Common attack patterns include:

• Numeric vs. String Representation: If a parameter like user_id is sent as a number (123) but the server expects a string ("123"), the byte representation differs. An attacker might exploit this by sending the parameter in a different type and adjusting the signature accordingly, if the server's HMAC computation does not normalize types.
• Boolean and Null Values: JSON distinguishes between true, false, and null. If the server treats null as an empty string or ignores it, while the client includes it, the HMAC will diverge.
• Encoding Issues: If the server uses a platform-specific default encoding (e.g., utf8 in Node.js vs. ISO-8859-1 in Java) when converting strings to bytes, the same string can produce different HMACs.
• Serialization Format: The order and formatting of parameters matter. For example, concatenating parameters as key1=value1&key2=value2 vs. using JSON with sorted keys. If an attacker can inject a parameter that changes the serialization order (e.g., by adding a duplicate key), they might control the signed string.

Here is a vulnerable Node.js example that computes an HMAC by simply concatenating parameter values without type normalization:

const crypto = require('crypto');

function computeSignature(params, secret) {
  // Vulnerable: direct concatenation of values without type handling
  const data = Object.values(params).join('');
  return crypto.createHmac('sha256', secret).update(data).digest('hex');
}

// Attacker-controlled params: user_id as number vs. string
const params1 = { user_id: 123, amount: 100 };
const params2 = { user_id: '123', amount: 100 };
console.log(computeSignature(params1, 'secret')); // Different from params2
console.log(computeSignature(params2, 'secret'));

If the server uses the first representation but the client (or attacker) uses the second, the HMAC validation will fail for legitimate requests or be bypassed by an attacker who crafts both the parameters and the signature.

Detecting type confusion in HMAC signatures requires testing how the API handles parameter types during signature verification. Manual testing involves sending the same logical parameter in different data types (e.g., integer, string, boolean) and observing whether the server accepts the request with a valid signature computed for one type when the parameter is sent in another type.

For example, you can:

• Capture a legitimate request with a known signature.
• Replay the request but change a numeric parameter to a string (e.g., user_id=123 to user_id="123" in JSON) and recompute the signature accordingly.
• If the server accepts the request, it indicates that the server's HMAC computation does not normalize types, leading to a vulnerability.

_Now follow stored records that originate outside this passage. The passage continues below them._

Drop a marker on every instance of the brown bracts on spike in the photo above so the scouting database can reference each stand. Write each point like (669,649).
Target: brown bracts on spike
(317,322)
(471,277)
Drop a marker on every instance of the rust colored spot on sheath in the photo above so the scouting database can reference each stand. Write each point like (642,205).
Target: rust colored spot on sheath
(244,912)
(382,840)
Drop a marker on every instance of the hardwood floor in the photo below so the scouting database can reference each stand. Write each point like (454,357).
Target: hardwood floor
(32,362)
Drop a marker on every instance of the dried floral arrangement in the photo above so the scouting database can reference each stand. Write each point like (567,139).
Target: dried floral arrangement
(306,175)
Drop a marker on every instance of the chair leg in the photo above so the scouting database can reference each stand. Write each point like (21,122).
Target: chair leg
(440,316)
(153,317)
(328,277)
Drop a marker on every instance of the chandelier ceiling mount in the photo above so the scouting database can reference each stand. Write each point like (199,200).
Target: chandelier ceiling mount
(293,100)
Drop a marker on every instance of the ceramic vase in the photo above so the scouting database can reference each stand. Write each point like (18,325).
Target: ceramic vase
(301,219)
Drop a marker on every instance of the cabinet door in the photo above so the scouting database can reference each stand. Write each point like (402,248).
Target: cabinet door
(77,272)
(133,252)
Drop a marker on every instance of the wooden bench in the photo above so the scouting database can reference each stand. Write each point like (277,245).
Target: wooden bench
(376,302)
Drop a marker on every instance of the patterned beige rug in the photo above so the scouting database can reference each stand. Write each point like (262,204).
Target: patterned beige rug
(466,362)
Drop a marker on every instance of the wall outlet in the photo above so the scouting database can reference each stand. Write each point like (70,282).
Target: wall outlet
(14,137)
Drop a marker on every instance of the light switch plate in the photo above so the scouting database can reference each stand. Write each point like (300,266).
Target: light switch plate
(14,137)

How middleBrick helps: middleBrick's black-box scanning includes an Authentication check that tests for inconsistencies in HMAC validation. It automatically:

• Identifies if an API uses HMAC signatures (by looking for headers like X-Signature, Authorization: HMAC, etc.).
• Attempts to compute signatures for variations of the same request with parameters expressed in different types (numbers as strings, booleans as integers, etc.).
• Compares server responses to detect if the signature validation is bypassed or if the server returns different error messages for different type representations.

middleBrick also checks for Input Validation issues that could exacerbate type confusion, such as accepting duplicate parameters or non-canonical JSON. The scan output will flag any parameter type inconsistencies as a finding under the Authentication category with a severity rating and remediation guidance.

The fix is to ensure that both client and server use a canonical, type-stable serialization for the signed data. This means:

1. Define a strict data model for all signed parameters (e.g., user_id must be an integer, active a boolean).
2. Serialize parameters in a deterministic way: use a standard format like JSON with sorted keys and no whitespace, or a well-defined string concatenation scheme with explicit type indicators.
3. Normalize types before serialization: convert all values to their canonical string representation (e.g., numbers to strings without leading zeros, booleans to "true"/"false").
4. Always use a fixed character encoding (UTF-8) when converting the serialized string to bytes for HMAC computation.

Here is a corrected Node.js example using canonical JSON serialization with sorted keys and UTF-8 encoding:

const crypto = require('crypto');

function canonicalize(params) {
  // Sort keys and stringify without whitespace
  const sortedKeys = Object.keys(params).sort();
  const sortedParams = {};
  for (const key of sortedKeys) {
    // Normalize values to consistent types if needed
    // For example, ensure numbers are represented as numbers in JSON
    sortedParams[key] = params[key];
  }
  return JSON.stringify(sortedParams);
}

function computeSignature(params, secret) {
  const data = canonicalize(params);
  // Explicitly use UTF-8 encoding
  return crypto.createHmac('sha256', secret).update(data, 'utf8').digest('hex');
}

// Now both params1 and params2 produce the same signature if user_id is a number
const params1 = { user_id: 123, amount: 100 };
const params2 = { user_id: 123, amount: 100 }; // same type
console.log(computeSignature(params1, 'secret'));
console.log(computeSignature(params2, 'secret')); // identical

If the API must accept parameters in multiple formats (e.g., query string vs. JSON body), the server should first parse them into a canonical internal representation before computing the HMAC. Additionally, always validate that the received parameters match the expected types after parsing, and reject requests with type mismatches.

For existing APIs, a migration strategy is to version the signing scheme (e.g., X-Signature-Version: 2) and gradually roll out the canonical serialization while keeping the old version for backward compatibility until all clients are updated.